レオファーマのトラロキヌマブ、年内承認の見通し
アトピー性皮膚炎では、今後も新薬の登場が続きそうです。
複数の品目が開発の後期段階にありますが、中でも最も早い承認が予想されるのが、IL-13を直接標的とするデンマーク・レオファーマの抗体医薬トラロキヌマブ。今年1月に日本で申請を済ませており、順当に進めば年内にも承認される見込みです。米国では「Adbry」、欧州などでは「Adtralza」の製品名で販売されており、日本ではレオファーマが自社で販売する予定です。
抗IL-13抗体は、日本イーライリリーやブリストル・マイヤーズスクイブも開発中。リリーのレブリキズマブは、海外で行われたP3試験で、投与16週時点で皮膚病変の消失とかゆみの改善が認められています。

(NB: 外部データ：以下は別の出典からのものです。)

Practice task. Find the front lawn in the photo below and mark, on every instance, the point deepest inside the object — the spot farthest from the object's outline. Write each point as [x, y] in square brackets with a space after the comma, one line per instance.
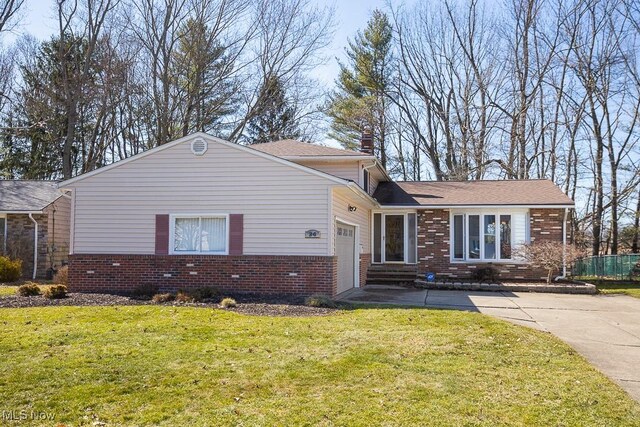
[8, 290]
[199, 366]
[611, 287]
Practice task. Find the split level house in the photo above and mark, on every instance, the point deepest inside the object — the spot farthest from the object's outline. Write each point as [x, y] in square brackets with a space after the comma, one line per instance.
[288, 217]
[34, 226]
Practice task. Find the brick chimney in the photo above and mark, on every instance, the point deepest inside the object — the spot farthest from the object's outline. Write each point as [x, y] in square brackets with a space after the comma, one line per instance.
[366, 142]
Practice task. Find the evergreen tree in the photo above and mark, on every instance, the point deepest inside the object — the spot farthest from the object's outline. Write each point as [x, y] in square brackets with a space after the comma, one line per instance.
[205, 88]
[275, 118]
[359, 102]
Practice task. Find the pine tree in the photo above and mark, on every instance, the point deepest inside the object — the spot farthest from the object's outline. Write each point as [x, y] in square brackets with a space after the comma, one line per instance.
[359, 102]
[202, 69]
[275, 118]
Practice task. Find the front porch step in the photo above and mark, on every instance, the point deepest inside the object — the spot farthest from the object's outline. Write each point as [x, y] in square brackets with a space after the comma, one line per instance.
[556, 288]
[391, 274]
[392, 267]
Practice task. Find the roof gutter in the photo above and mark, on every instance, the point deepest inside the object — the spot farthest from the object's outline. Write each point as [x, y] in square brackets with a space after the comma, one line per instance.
[21, 212]
[326, 158]
[360, 192]
[475, 206]
[35, 246]
[564, 247]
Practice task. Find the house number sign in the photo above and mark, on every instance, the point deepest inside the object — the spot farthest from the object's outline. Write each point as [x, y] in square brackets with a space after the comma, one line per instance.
[312, 234]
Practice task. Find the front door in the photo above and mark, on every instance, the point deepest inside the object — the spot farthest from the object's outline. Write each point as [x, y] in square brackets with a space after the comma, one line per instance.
[345, 251]
[394, 238]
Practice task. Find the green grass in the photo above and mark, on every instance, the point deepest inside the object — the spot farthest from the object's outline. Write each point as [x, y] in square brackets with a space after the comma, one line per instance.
[172, 366]
[7, 290]
[627, 288]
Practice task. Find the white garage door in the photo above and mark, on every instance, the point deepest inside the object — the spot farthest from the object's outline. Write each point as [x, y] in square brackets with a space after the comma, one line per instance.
[345, 250]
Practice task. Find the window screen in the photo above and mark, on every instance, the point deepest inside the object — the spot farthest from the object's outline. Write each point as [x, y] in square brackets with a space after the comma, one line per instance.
[200, 234]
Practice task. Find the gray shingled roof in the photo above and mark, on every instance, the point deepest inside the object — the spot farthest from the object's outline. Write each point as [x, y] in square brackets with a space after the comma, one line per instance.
[471, 193]
[25, 196]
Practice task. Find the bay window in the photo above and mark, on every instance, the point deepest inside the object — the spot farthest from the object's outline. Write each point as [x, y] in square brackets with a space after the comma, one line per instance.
[195, 234]
[490, 236]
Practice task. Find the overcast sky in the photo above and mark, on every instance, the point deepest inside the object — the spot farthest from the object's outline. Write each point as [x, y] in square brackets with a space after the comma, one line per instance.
[351, 15]
[39, 19]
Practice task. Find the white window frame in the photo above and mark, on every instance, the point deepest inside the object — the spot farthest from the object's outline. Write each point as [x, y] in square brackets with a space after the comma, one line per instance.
[172, 237]
[465, 241]
[383, 236]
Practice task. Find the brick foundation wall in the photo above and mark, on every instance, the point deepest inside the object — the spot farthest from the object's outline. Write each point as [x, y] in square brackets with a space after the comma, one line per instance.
[297, 275]
[434, 250]
[20, 240]
[365, 262]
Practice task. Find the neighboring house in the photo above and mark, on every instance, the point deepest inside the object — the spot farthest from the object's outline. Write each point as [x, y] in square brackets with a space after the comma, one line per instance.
[34, 225]
[291, 217]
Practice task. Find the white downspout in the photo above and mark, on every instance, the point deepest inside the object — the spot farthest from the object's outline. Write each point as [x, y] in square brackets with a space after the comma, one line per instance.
[35, 246]
[564, 246]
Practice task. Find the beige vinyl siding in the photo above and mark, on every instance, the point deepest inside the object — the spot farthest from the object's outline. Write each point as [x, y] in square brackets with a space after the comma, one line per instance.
[115, 210]
[349, 169]
[58, 230]
[342, 198]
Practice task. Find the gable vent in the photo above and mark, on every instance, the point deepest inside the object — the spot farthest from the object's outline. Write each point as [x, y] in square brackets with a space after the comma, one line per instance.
[198, 146]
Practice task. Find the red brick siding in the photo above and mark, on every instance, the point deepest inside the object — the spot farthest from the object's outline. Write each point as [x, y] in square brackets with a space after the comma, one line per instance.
[434, 252]
[365, 262]
[257, 273]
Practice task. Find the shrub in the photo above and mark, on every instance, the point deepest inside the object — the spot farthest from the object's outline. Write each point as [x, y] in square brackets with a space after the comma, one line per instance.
[183, 296]
[10, 270]
[228, 303]
[320, 300]
[55, 292]
[206, 293]
[161, 298]
[144, 291]
[489, 273]
[29, 289]
[62, 276]
[549, 256]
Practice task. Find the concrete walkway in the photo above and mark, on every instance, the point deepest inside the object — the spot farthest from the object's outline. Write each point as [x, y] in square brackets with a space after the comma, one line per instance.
[605, 329]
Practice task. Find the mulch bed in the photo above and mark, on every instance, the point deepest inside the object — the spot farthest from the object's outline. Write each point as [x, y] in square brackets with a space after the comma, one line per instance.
[247, 304]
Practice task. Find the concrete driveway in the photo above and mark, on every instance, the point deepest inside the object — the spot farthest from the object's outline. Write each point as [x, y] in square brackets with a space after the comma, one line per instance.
[605, 329]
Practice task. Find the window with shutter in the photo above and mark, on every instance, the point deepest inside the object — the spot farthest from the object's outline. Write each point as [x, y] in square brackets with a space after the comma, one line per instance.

外用薬では、コレクチムを販売するJTがアリル炭化水素受容体(AhR)モジュレーターtapinarofを成人と2歳以上の小児を対象に開発。英ロイバント・サイエンシズ子会社のスイス・デルマバントから国内の権利を獲得した製品で、今年7月には8週間の投与で基剤と比べて皮膚病変を有意に改善したとの速報結果が発表されています。マルホも今年4月に米インサイト・コーポレーションから外用JAK阻害薬ルキソリチニブクリームを導入しています。
市場はデュピクセント一強
抗体医薬としては、協和キリンの抗OX40抗体「KHK4083」も開発が進んでいます。同薬は協和キリンが独自のポテリジェント技術を使って創製した抗体で、OX40を発現した活性化T細胞(主にTh2細胞)を減少させ、クローン増幅やメモリーT細胞形成を阻害する作用を持っています。
協和キリンは昨年6月に米アムジェンと共同開発契約を結び、今年6月にグローバルP3試験をスタートさせましたが、患者利便性を追求した投与方法を検討するとして、現在はプログラムの修正を行っています。P3試験の再開時期は未定ですが、2025~26年の承認取得をめどに開発を進める方針です。
英エバリュエートによると、アトピー性皮膚炎を含む皮膚炎・湿疹治療薬の世界市場は2028年に167億ドルと21年比3倍に拡大すると予測されています。市場を牽引しているのはデュピクセントで、同市場での同薬の売上高は28年に90億ドルを超える見込みです。
ミチーガを開発した中外製薬も、皮膚科領域に強みを持つスイス・ガルデルマを通じてネモリズマブの海外展開を目指しています。アトピー性皮膚炎に伴うそう痒のほか、結節性痒疹と慢性腎臓病に伴うそう痒の適応でも後期開発が進行中です。
病態理解が進んだことで一気に激戦市場となったアトピー性皮膚炎治療薬。激しい競争の中、各薬剤がどんな立ち位置を築くかが焦点となりそうです。